The vast majority of seats for Saturday's game went to Bucs season
ticket holders -- the team sells out every game and has a waiting
list of 115,000 people. A team spokesman said "a very limited
number" of tickets went on sale to the public. The Redskins
were allotted fewer than 1,000 tickets -- the same as the team gets
for away games during the season -- and those typically go to players
and coaches and their families. The NFL also got its small regular
allotment.
That means that the typical Redskins fan has to find online auction
sites such as eBay or ticket brokers.
Ginolfi said he hopes to have game tickets available this week,
but the Redskins have told him not to hold his breath. "It
is a little frustrating," he said, "but the fans have
been great. They have been calling us since halftime of the Eagles
game. Our Web site had 3,000 hits in the 24 hours since the end
of the game."
Yesterday morning, Brad Malone, 27, of Dunedin, Fla., fired up his
computer and scored six tickets from Ticketmaster. He began going
to Bucs games with his grandfather, was a season ticket holder himself
until this year and plans to keep two seats for himself and sell
the other four. He's asking $250 for each of the seats, on the club
level. As an incentive, Malone is throwing in a photo of Buccaneer
cheerleaders.
Malone said in a telephone interview yesterday afternoon that he
had not received any bids on the tickets but expected that the action
would heat up as kickoff neared.
Ginolfi said he finds most Redskins fans to be "very well educated,"
and he may be right when it comes to scoring tickets.
J.T. Thompson, 27, of Springfield said he got his tickets Monday
morning through a buddy in Tampa who had a password that allowed
fans -- in theory, Bucs fans -- to get seats before they went on
sale to the public through Ticketmaster.
My
buddy just called me," Thompson said last evening, "and
I'm listening to a sports radio show down there. They are doing
a segment complaining about all the Redskins fans who got the password
and were able to get prepaid tickets. I think it's funny. I was
there when they played the Bucs this season, and there were just
tons of Redskins fans there, almost 60-40 -- and I imagine there're
going to be a lot there Saturday."
Thompson is taking his girlfriend, Linnea Hultman, to the game.
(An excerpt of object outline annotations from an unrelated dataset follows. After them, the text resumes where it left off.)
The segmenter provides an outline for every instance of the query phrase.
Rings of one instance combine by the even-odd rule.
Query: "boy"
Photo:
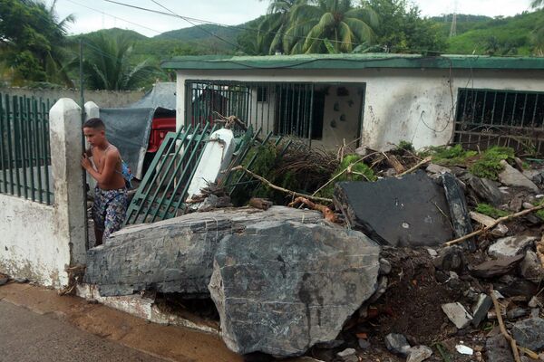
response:
[[[121,158],[117,148],[108,142],[106,127],[101,119],[83,123],[83,135],[91,146],[82,157],[83,167],[97,182],[94,189],[92,220],[96,245],[121,229],[126,216],[128,199]],[[96,168],[89,157],[92,157]]]

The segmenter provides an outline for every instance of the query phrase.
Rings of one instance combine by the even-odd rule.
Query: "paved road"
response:
[[[164,362],[80,330],[52,316],[0,300],[0,361]]]

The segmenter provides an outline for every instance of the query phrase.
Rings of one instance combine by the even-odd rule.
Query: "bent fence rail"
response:
[[[49,100],[0,94],[0,194],[51,205]]]

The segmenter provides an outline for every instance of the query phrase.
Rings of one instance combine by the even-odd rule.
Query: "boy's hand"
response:
[[[92,166],[91,165],[91,161],[89,160],[87,154],[83,153],[83,155],[82,156],[82,167],[87,170],[92,167]]]

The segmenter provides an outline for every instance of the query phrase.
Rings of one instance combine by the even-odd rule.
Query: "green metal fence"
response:
[[[0,94],[0,193],[51,205],[49,100]]]

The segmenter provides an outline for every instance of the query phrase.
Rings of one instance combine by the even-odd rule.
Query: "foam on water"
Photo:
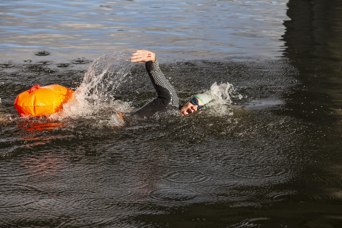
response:
[[[96,127],[122,125],[124,122],[117,112],[129,112],[133,108],[130,103],[116,99],[115,92],[120,89],[121,83],[127,80],[127,76],[134,64],[129,61],[130,54],[128,52],[117,52],[104,54],[95,60],[72,99],[64,105],[62,111],[50,118],[60,121],[85,118]],[[205,92],[212,99],[208,104],[211,108],[208,112],[213,116],[232,115],[232,98],[242,97],[228,82],[219,85],[215,82]],[[172,115],[177,115],[174,113]],[[160,115],[156,116],[158,118]]]
[[[215,82],[210,86],[210,90],[205,92],[212,99],[208,104],[211,108],[210,114],[218,116],[233,115],[232,104],[233,102],[232,98],[241,99],[242,97],[241,94],[236,92],[233,84],[228,82],[218,85]]]
[[[133,64],[129,60],[128,52],[105,54],[95,60],[84,74],[72,99],[63,110],[51,118],[61,120],[80,117],[96,119],[100,125],[123,124],[117,113],[129,112],[129,103],[116,100],[116,90],[126,81]]]

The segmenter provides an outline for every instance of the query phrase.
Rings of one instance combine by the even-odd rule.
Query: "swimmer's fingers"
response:
[[[153,52],[146,50],[137,50],[132,54],[131,62],[133,63],[152,63],[156,61],[156,55]]]

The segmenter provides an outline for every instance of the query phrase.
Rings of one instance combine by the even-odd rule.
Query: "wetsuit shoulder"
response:
[[[133,114],[149,117],[158,111],[171,108],[179,108],[179,102],[176,91],[160,70],[158,61],[145,64],[146,70],[150,77],[158,96]]]

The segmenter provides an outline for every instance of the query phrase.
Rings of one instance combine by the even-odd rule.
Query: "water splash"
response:
[[[236,91],[233,84],[228,82],[218,85],[215,82],[210,86],[210,90],[205,93],[209,95],[212,99],[208,105],[210,108],[211,114],[215,116],[233,115],[231,105],[233,101],[232,98],[241,99],[242,97],[241,94]]]
[[[3,84],[4,83],[3,82],[1,82],[1,83],[0,83],[0,85],[1,85]],[[1,103],[1,97],[0,97],[0,103]]]
[[[61,120],[67,118],[96,120],[99,126],[123,124],[117,111],[128,112],[130,104],[115,100],[115,91],[126,81],[134,64],[129,61],[130,53],[121,51],[105,54],[94,61],[84,74],[83,81],[73,98],[61,112],[51,117]]]

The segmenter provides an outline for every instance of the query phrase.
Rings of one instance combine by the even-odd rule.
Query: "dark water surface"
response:
[[[342,226],[338,1],[0,7],[0,227]],[[120,122],[155,96],[140,48],[210,108]],[[113,75],[84,80],[108,52]],[[21,118],[16,96],[52,84],[92,93]]]

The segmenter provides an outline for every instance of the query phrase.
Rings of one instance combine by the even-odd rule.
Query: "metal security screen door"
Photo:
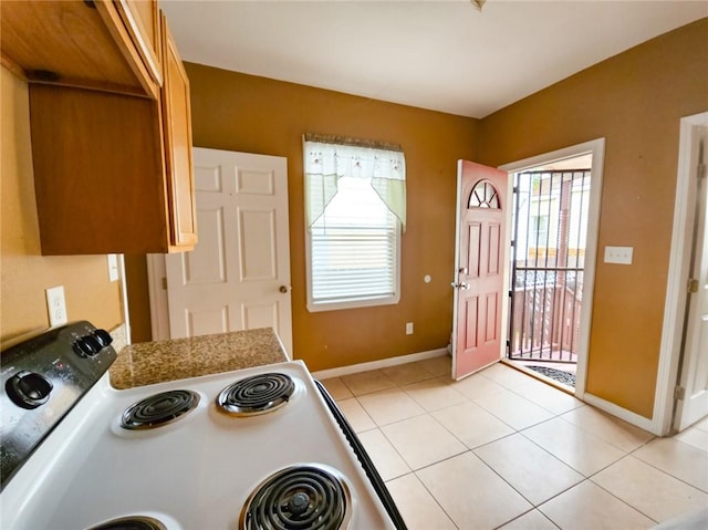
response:
[[[508,357],[576,363],[590,169],[514,175]]]

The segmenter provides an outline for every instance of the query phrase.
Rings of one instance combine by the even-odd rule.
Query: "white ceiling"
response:
[[[184,60],[483,117],[708,1],[160,0]],[[662,67],[660,64],[657,67]]]

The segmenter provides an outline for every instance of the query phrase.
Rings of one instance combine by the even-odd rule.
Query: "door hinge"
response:
[[[683,386],[674,387],[674,399],[684,399],[686,397],[686,388]]]

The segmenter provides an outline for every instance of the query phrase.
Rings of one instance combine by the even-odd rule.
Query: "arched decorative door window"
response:
[[[489,208],[491,210],[501,209],[499,191],[489,180],[478,181],[469,194],[467,208]]]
"She's kind of getting into football," he said. They're
making a weekend of it and have an executive suite reserved at an
airport hotel near the stadium. He paid face value for the tickets
-- $94 plus tax
Fans
should beware of buying tickets online, said Marc Mathews, past
president of the National Association of Ticket Brokers and owner
of Top Centre Ticket Service in Fairfax. He warned that if you buy
tickets from anyone other than a licensed broker, "you are
just taking potluck."
One Web site had 485 tickets for sale, ranging from that $45,500
suite to $130 for a seat in Row Z of Section 343, which is so high
you need air traffic controllers to guide your approach.
James Milburn will be much closer to the field. Milburn, 48, of
Centreville is in a lower box on the 15-yard line on the Redskins
side of the field. He bought the seats from an online broker. He's
taking his girlfriend, and they are staying in a $480-a-night deluxe
hotel room for two nights. It is the hotel where the Redskins are
staying.
"I couldn't be happier," Milburn said. "I am, like,
their top fan. I can't stand the Cowboys, and I let everyone I work
with know it."
The trip to Tampa and the game will be his big vacation of the year.
He said he decided to go even before the Redskins made the trip
to Philadelphia to play the hurting Eagles. "Before we won
the Eagles game, it was, like, I was telling my girlfriend, 'When
we win this game, we are going to Tampa.' "
He spent $440 for each ticket. He'll save a little money by driving
to Tampa. Milburn said he hopes his playoff experience will be different
from the Redskins' in one way: He's one and done. He'll leave it
to other fans to make the next road trip if the Redskins win Saturday.